Creating Cobol Systems Inside the Database


More Database Design Mistakes To Avoid
Architecture Mistakes To Avoid

I haven’t worked a whole lot with Cobol, but I did do enough.

Coming from a background where the first thing I really learned well on the job was how to do good database design, there were some odd things that I noticed about Cobol.

In Cobol, data is stored in files.  To work with Cobol, you have to define the file structures, and their data in the -every- program.  This is in contrast to relational databases, where fields are defined once in the table structures.

Here is a definition from a typical program that I found on the web:
001600 DATA DIVISION.
001700 FILE SECTION.
001800 FD  PHONE-FILE
001900     LABEL RECORDS ARE STANDARD.
002000 01  PHONE-RECORD.
002100     05  PHONE-LAST-NAME      PIC X(20).
002200     05  PHONE-FIRST-NAME     PIC X(20).
002300     05  PHONE-NUMBER         PIC X(15).
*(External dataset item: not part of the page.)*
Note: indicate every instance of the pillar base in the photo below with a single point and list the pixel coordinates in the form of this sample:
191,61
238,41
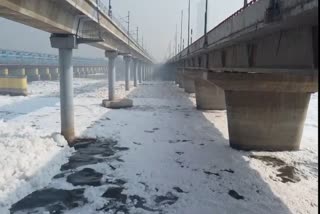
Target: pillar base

It’s sort of hierarchial.   The big picture, 01, says that the following fields represent the Phone_Record.  At the 05 level, the last and first name, and the phone number are detailed.  The actual data is only found only at the lowest level, in this case, the 05 level.

The picture clauses detail the fields in a position based manner.  The first 20 positions are the last name.  And all 20 positions in the file are used.

This may give you some idea why so many programmers are still concerned with the idea that they can “save space”.   During the days of Cobol, disk storage (DASD – Direct Access Storage Device) was very expensive, and so most storage was done on tape, which was much cheaper.  Of course not every last name is 20 characters long.  If a name was only 10 characters long, 10 characters would be blank, and “wasted”.

When both CPU and storage was expensive, this was of course a concern.  But now gigs can be had for dollars.  And the CPU in a little home computer is many multiples more powerful than old big iron.

The other improvement since then, is the datatype, Varchar.  If you define a field as varchar2(20), you can insert up to 20 characters.  And there is an end of field character.  If you insert only 10 characters, just 10 characters are used for storage of that data.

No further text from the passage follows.